Some 1,700 farms and farmers markets that could have lost the ability to accept food stamps this week have been granted a reprieve.
Novo Dia Group had planned to shut down its widely used Mobile Market+ smartphone app on July 31 after a new government contractor planned to go with different technology.
But New York state on July 27 agreed to prop up the payment service for markets nationwide through the end of February.
A farmers market group had previously agreed to fund the service through August.
Those moves averted a crisis at the height of produce season that would have hurt both farmers and needy people.
“That (arrangement) gives us all extra breathing room” to find long-term solutions, said Jeff Cole, senior program adviser at Mass Farmers Markets, a Massachusetts group.
Accepting Supplemental Nutrition Assistance Program, or SNAP, benefits at farmers markets is generally seen as a win-win.
Low-income consumers get access to fresh, healthful foods, while local farmers reap increased sales, said Diane Eggert, executive director of the Farmers Market Federation of New York.
Last year SNAP recipients spent $22 million in benefits at farmers markets and farm markets nationwide.
New York, Massachusetts and Pennsylvania had the highest farmers market SNAP sales after California.
Mobile devices are the most practical tools for processing these payments at farmers markets, which are often held outdoors and lack electric hookups.
But a payment terminal costs roughly $1,000, Cole said — about $800 for the unit plus monthly base and transaction fees.
With their thin profit margins, farmers may need more than $30,000 in SNAP sales before the terminal pays for itself.
Fortunately for producers and farmers markets, USDA offers grants that cover the cost of the devices and some of the fees while they build their SNAP customer base.
But since 2013 — when the agency began offering the grants directly to markets instead of through the states — USDA has churned through the contractors that provide the devices.
The first two contractors, both farmers market industry groups, subcontracted Novo Dia to provide the mobile-device software.
The company came to serve a quarter of the 7,000 farmers and farmers markets that accept SNAP nationwide.
But in March, USDA awarded the $1.3 million contract to Financial Transaction Management, a one-person startup that chose not to use Novo Dia’s product.

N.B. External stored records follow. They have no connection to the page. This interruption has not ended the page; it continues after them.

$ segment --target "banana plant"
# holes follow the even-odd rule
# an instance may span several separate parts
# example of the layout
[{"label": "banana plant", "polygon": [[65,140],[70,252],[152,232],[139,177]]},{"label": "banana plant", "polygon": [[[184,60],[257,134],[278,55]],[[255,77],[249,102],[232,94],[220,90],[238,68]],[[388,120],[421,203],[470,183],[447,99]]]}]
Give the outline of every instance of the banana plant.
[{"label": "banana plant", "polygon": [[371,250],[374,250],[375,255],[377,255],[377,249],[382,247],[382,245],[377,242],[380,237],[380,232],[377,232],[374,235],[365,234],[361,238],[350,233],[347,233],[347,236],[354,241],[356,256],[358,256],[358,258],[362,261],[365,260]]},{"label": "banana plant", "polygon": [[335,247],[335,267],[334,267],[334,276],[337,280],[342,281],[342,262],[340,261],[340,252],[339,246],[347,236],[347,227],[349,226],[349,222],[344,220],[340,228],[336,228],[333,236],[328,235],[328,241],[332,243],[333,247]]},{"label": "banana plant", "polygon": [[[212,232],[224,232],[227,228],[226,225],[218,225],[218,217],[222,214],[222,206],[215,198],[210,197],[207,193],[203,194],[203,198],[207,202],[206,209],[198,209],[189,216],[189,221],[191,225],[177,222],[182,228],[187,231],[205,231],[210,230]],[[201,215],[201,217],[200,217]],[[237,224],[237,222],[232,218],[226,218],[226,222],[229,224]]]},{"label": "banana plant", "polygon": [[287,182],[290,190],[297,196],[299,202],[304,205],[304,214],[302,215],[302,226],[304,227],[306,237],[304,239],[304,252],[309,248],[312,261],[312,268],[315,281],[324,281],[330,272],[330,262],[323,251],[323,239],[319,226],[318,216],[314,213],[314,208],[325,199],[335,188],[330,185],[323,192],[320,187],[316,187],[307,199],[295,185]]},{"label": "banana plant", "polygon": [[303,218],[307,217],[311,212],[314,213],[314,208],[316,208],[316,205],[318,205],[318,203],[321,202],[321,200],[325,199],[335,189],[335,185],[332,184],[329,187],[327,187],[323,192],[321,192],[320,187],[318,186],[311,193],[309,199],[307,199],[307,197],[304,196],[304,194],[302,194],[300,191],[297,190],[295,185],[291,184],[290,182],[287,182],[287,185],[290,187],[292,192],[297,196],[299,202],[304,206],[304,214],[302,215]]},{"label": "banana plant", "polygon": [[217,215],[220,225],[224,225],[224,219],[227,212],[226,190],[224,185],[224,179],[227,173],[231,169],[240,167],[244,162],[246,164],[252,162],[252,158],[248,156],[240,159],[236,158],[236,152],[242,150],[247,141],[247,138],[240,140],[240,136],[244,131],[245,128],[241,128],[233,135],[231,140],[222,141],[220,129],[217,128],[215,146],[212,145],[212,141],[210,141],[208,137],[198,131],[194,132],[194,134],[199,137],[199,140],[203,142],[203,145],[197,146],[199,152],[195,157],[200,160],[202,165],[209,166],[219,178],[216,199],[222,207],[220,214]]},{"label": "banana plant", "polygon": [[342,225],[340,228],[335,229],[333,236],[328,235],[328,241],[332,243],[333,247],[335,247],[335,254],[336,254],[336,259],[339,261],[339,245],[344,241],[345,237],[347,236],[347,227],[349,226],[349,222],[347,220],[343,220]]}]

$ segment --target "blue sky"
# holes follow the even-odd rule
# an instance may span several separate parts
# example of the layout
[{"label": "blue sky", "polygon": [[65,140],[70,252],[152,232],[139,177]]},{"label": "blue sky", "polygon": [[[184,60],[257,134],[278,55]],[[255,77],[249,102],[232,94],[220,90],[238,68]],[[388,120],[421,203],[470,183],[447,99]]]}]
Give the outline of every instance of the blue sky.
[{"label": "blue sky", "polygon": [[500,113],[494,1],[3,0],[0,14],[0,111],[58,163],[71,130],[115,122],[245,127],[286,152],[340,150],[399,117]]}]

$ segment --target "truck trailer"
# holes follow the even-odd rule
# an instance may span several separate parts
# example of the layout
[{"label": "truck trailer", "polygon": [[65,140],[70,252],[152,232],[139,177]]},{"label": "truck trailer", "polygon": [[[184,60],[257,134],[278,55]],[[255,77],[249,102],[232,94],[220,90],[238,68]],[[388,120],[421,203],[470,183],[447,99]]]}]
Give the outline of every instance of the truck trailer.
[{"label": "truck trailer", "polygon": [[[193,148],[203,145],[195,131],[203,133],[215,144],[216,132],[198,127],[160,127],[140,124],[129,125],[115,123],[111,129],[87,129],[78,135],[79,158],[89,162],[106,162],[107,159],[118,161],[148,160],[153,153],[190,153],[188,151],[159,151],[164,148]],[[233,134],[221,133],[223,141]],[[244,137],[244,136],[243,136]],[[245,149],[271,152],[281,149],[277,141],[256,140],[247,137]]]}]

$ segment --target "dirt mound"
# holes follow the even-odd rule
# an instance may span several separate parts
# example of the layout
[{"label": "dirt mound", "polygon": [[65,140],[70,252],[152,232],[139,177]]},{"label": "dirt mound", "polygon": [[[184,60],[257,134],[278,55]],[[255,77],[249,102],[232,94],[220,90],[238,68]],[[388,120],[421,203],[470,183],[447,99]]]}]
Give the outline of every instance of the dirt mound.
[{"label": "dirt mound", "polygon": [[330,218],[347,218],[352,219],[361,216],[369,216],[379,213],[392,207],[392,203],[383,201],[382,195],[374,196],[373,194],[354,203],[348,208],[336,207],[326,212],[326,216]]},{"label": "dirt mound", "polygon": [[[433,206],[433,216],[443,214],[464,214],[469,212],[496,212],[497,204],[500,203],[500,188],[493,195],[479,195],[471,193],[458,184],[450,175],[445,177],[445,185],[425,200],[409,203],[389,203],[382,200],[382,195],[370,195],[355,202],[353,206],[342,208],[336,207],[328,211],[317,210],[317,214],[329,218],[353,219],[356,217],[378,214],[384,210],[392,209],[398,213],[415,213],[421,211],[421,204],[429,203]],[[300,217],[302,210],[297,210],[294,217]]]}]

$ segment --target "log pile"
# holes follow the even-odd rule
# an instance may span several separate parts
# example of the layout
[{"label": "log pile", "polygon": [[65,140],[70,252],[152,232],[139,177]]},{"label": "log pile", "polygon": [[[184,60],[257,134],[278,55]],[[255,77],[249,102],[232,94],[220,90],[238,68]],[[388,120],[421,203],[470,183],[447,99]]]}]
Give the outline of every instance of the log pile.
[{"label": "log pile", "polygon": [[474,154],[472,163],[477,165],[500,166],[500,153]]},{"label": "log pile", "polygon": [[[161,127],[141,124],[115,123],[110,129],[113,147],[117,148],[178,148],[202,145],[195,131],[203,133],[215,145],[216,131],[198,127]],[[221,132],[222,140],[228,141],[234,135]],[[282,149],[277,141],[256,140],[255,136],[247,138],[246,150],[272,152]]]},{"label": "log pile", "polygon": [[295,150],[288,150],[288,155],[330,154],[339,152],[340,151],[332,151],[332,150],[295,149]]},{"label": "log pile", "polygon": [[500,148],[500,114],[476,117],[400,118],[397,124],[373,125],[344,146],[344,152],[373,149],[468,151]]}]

When contracting decisions had to be made, Novo Dia did not have a solution that met all of the necessary payment card industry security standards. That would have left farmers markets liable in the event of a data breach, said Angela Sparrow, CEO of Financial Transaction Management.

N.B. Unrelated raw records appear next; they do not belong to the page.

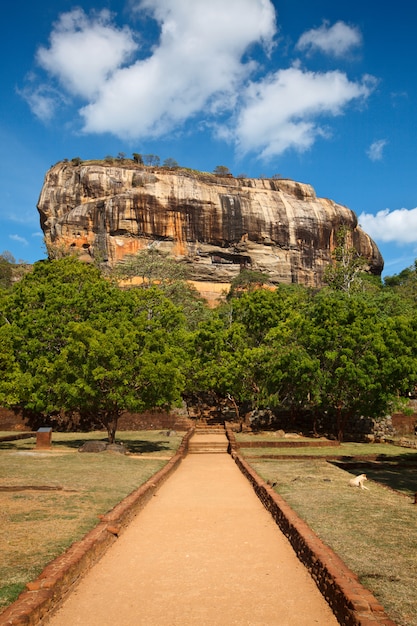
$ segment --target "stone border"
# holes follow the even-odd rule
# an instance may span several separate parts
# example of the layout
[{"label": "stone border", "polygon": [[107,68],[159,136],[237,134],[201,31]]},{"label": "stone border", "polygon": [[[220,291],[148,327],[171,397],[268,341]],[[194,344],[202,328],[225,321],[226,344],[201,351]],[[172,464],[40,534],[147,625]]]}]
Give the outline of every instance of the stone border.
[{"label": "stone border", "polygon": [[357,575],[240,456],[234,433],[228,425],[226,433],[232,458],[309,570],[339,623],[343,626],[396,626],[375,596],[359,582]]},{"label": "stone border", "polygon": [[39,626],[57,609],[81,577],[103,556],[129,522],[177,469],[188,452],[190,429],[177,453],[148,481],[117,504],[83,539],[51,561],[17,600],[0,614],[0,626]]},{"label": "stone border", "polygon": [[[129,522],[145,506],[188,452],[194,432],[184,436],[178,452],[146,483],[124,498],[81,541],[51,561],[18,599],[0,614],[0,626],[39,626],[57,609],[81,577],[103,556]],[[226,425],[229,451],[255,493],[289,539],[320,592],[344,626],[396,626],[356,574],[326,546],[289,505],[267,485],[236,451],[234,433]]]}]

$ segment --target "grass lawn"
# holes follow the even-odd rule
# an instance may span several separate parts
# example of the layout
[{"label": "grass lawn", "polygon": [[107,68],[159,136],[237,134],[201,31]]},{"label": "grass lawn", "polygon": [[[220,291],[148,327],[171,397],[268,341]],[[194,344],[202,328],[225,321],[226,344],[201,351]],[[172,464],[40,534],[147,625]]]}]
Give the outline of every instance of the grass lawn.
[{"label": "grass lawn", "polygon": [[[240,440],[236,437],[236,441],[239,444]],[[266,444],[270,439],[264,439],[259,437],[259,441],[265,441]],[[274,441],[281,441],[275,438]],[[288,439],[282,440],[288,441]],[[306,441],[301,439],[300,441]],[[309,440],[311,441],[311,439]],[[314,441],[314,440],[313,440]],[[267,445],[262,448],[245,448],[240,449],[240,453],[245,456],[259,456],[259,455],[275,455],[275,456],[317,456],[317,457],[345,457],[349,458],[365,457],[365,456],[377,456],[379,459],[386,457],[404,457],[409,459],[415,459],[417,463],[417,450],[412,448],[401,448],[389,443],[341,443],[340,446],[323,446],[320,448],[313,447],[294,447],[294,448],[268,448]]]},{"label": "grass lawn", "polygon": [[[357,453],[360,445],[355,445]],[[352,450],[352,444],[346,446]],[[362,447],[363,454],[370,454],[371,444]],[[416,626],[417,506],[410,496],[417,491],[417,469],[412,467],[417,452],[395,447],[398,459],[387,446],[384,451],[388,462],[378,469],[351,470],[378,481],[366,483],[369,491],[349,487],[352,474],[324,459],[303,460],[302,453],[311,450],[300,451],[299,460],[247,460],[264,480],[276,483],[275,490],[359,575],[394,621]]]},{"label": "grass lawn", "polygon": [[132,456],[78,452],[88,439],[105,440],[103,432],[53,433],[51,451],[35,451],[34,439],[0,442],[0,610],[100,514],[161,469],[183,434],[120,432]]}]

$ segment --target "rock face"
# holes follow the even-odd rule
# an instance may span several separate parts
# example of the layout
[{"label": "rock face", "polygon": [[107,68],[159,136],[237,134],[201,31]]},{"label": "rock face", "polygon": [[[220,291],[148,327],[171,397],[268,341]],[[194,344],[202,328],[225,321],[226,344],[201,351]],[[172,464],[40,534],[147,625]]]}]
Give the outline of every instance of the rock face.
[{"label": "rock face", "polygon": [[218,177],[129,161],[58,163],[38,202],[48,250],[114,266],[151,246],[187,263],[191,278],[230,283],[241,268],[272,283],[320,287],[341,225],[379,275],[381,254],[356,215],[292,180]]}]

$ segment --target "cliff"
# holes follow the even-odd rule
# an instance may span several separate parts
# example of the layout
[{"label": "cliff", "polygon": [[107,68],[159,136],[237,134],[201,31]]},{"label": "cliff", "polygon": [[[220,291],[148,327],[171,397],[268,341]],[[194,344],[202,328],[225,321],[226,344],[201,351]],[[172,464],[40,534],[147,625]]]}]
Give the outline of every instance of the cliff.
[{"label": "cliff", "polygon": [[127,160],[61,162],[45,176],[38,210],[50,251],[114,266],[157,246],[203,283],[230,283],[247,267],[267,273],[272,283],[319,287],[342,224],[368,271],[383,269],[353,211],[292,180],[219,177]]}]

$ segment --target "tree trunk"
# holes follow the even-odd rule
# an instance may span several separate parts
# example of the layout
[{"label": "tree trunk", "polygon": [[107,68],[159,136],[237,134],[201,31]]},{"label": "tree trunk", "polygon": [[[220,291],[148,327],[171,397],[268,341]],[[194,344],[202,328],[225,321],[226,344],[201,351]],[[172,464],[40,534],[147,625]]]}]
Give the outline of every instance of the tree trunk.
[{"label": "tree trunk", "polygon": [[337,440],[343,441],[343,432],[344,432],[344,420],[342,414],[342,407],[338,406],[336,409],[336,427],[337,427]]},{"label": "tree trunk", "polygon": [[[228,400],[232,403],[232,405],[233,405],[233,409],[234,409],[234,411],[235,411],[235,415],[236,415],[236,419],[237,419],[238,424],[242,425],[242,420],[241,420],[241,418],[240,418],[240,411],[239,411],[239,407],[238,407],[238,405],[237,405],[236,400],[234,399],[234,397],[233,397],[230,393],[228,393],[228,394],[227,394],[227,399],[228,399]],[[241,426],[241,431],[242,431],[242,426]]]},{"label": "tree trunk", "polygon": [[114,443],[116,441],[116,431],[117,424],[119,421],[119,416],[112,415],[106,420],[106,428],[107,428],[107,439],[109,443]]},{"label": "tree trunk", "polygon": [[317,432],[317,410],[314,409],[313,411],[313,434],[315,437],[318,437],[318,432]]}]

Going through three vendors in five years would be challenging enough, but the requirements for receiving new devices also seem to have tightened this year.
That’s a problem because payment terminals become functionally obsolete every few years when suppliers stop offering updates, and the current crop relies on wireless technology that is being phased out, Cole said.
Markets typically sign three-year contracts for the payment technology, and it wouldn’t make sense for farmers markets to switch to a new technology every time that contract ran out. “All these existing markets were kind of left in the lurch,” said Juliet Glass, a spokeswoman for the Maryland Farmers Market Association.
Most of the group’s markets run Novo Dia software.
When, in early July, the company announced plans to kill Mobile Market+, many Maryland farmers markets started looking into brick-shaped card readers that are reliable but expensive.
Markets also faced a two- to three-week waiting period to get the devices, Glass said.
Novo Dia is the only company that accepts Massachusetts’ Healthy Incentives Program, which gives SNAP clients additional money to spend on healthful foods, Cole said.
That’s a big deal because clients used $4.8 million of HIP benefits in the June 2017-March 2018 market season, compared to $600,000 in SNAP benefits.
In Maryland and other localities where incentive programs are offered, SNAP customers receive tokens to redeem their bonus bucks.
The news that Novo Dia was planning to kill its app didn’t help confidence in the SNAP program.
Some customers got the idea that their benefits would no longer be good at any farmers markets, undercutting a program for which farmers always are looking for new customers.
“For markets, getting and retaining SNAP shoppers is a challenge because people go on and off that benefit” as their financial situation changes, Glass said.
It’s not clear if USDA considered the possibility of disruptions when it awarded the contract to the new vendor.
In an emailed statement, the agency said the new contractor was not obligated to use Novo Dia’s technology, and that all of the contracts had been awarded in a competitive bidding process to companies that were “technically acceptable and the best value.”
That wasn’t good enough for New York’s Andrew Cuomo.
The governor called the SNAP payment issue an example of “the federal government’s ineptitude” and part of the Trump administration’s “continued assault on the nation’s most needy.”
In a statement Thursday, Novo Dia said it was working with farmers market groups to find a long-term solution before the February deadline.
Among market groups, one of the top ideas is finding an entity to take over the Mobile Market+ app.
Even that might not be enough, though, if farmers markets can’t get subsidized replacements when their present equipment gets old.
Given the weaknesses in the farmers market SNAP program exposed by this crisis, “it’s very easy to see this happening again,” Glass said.